I did some tests just now to determine the total number of catalog
entries associated with a simple table definition. Assuming it has
N user columns of built-in types (hence not requiring pg_depend entries
for the datatypes), I count
1 pg_class entry for the table itself
1 pg_type entry for the rowtype
N + 6 pg_attribute entries for the user and system columns
2 pg_depend entries (type -> table and table -> namespace)
2 pg_shdepend entries (ownership of table and type)
Of course this goes up *fast* if you need a toast table, indexes,
constraints, etc, but that's the irreducible minimum.
Generating an array rowtype would add three more catalog entries to this
(the array pg_type entry, a pg_depend arraytype->rowtype link, and
another pg_shdepend entry), which isn't a huge percentage overhead.

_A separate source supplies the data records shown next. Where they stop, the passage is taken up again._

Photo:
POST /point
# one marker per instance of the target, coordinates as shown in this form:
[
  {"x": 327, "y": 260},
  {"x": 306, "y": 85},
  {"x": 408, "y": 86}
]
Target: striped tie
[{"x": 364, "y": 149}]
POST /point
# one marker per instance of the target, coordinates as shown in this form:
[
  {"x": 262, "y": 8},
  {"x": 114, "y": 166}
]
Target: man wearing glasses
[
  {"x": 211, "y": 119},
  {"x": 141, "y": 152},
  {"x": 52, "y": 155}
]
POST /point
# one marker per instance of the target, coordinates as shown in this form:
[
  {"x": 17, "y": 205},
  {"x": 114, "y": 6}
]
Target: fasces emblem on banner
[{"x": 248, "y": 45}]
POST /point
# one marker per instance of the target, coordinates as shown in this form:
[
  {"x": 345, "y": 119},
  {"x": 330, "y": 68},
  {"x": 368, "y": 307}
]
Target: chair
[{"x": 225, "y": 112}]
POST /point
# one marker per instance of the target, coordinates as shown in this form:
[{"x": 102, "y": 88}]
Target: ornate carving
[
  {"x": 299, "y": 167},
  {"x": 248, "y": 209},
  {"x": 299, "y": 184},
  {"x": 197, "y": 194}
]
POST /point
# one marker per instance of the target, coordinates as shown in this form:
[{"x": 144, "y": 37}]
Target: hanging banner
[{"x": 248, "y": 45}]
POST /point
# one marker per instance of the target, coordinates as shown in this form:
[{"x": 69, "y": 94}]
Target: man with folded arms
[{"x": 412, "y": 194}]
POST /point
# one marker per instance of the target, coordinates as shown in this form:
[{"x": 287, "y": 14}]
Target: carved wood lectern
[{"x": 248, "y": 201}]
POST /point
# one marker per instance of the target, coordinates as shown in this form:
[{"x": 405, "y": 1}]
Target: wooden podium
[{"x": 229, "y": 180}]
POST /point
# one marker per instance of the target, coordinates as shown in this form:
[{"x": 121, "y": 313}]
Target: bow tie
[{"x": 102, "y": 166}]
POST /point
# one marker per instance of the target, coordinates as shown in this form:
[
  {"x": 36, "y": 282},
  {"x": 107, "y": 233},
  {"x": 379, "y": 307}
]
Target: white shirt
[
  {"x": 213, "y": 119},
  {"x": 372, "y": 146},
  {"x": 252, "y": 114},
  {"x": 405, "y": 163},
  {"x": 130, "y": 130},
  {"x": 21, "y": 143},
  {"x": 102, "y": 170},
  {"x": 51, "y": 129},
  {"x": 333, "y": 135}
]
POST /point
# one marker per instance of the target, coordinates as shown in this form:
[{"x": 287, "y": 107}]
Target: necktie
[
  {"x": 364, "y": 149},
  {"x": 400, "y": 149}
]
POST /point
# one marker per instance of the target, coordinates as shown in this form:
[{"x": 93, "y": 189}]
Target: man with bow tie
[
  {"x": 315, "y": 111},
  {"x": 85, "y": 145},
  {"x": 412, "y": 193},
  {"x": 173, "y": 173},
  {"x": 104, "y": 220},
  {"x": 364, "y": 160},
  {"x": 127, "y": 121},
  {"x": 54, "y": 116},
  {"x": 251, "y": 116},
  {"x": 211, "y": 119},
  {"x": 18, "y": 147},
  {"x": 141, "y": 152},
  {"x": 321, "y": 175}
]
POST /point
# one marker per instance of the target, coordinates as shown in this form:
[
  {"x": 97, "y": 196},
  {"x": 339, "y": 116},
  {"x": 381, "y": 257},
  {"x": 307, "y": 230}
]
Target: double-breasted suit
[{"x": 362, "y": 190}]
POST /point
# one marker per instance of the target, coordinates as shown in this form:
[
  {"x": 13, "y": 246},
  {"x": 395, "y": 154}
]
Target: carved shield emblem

Obviously if we wanted to trim some fat here, getting rid of the
redundant pg_attribute entries for system columns would be the first
place to look.
Based on this, I withdraw my efficiency concern about generating
rowtypes for all user tables. I do, however, still object to generating
them for system tables. In particular an array type for pg_statistic
will actively Not Work and probably constitute a security hole, because
of the "anyarray" hack we use there.
BTW, I just noticed that we currently create array types with AUTO
dependencies on their element type, meaning that you can drop them
separately:
regression=# create type fooey as enum ('a','b');
CREATE TYPE
regression=# drop type _fooey;
DROP TYPE
Is this a bad idea? If we made the dependency INTERNAL then the
system would refuse the drop above. I think we would have to do
that if we wanted to add the base->array link I suggested, because
otherwise this drop would leave a dangling pointer in pg_type.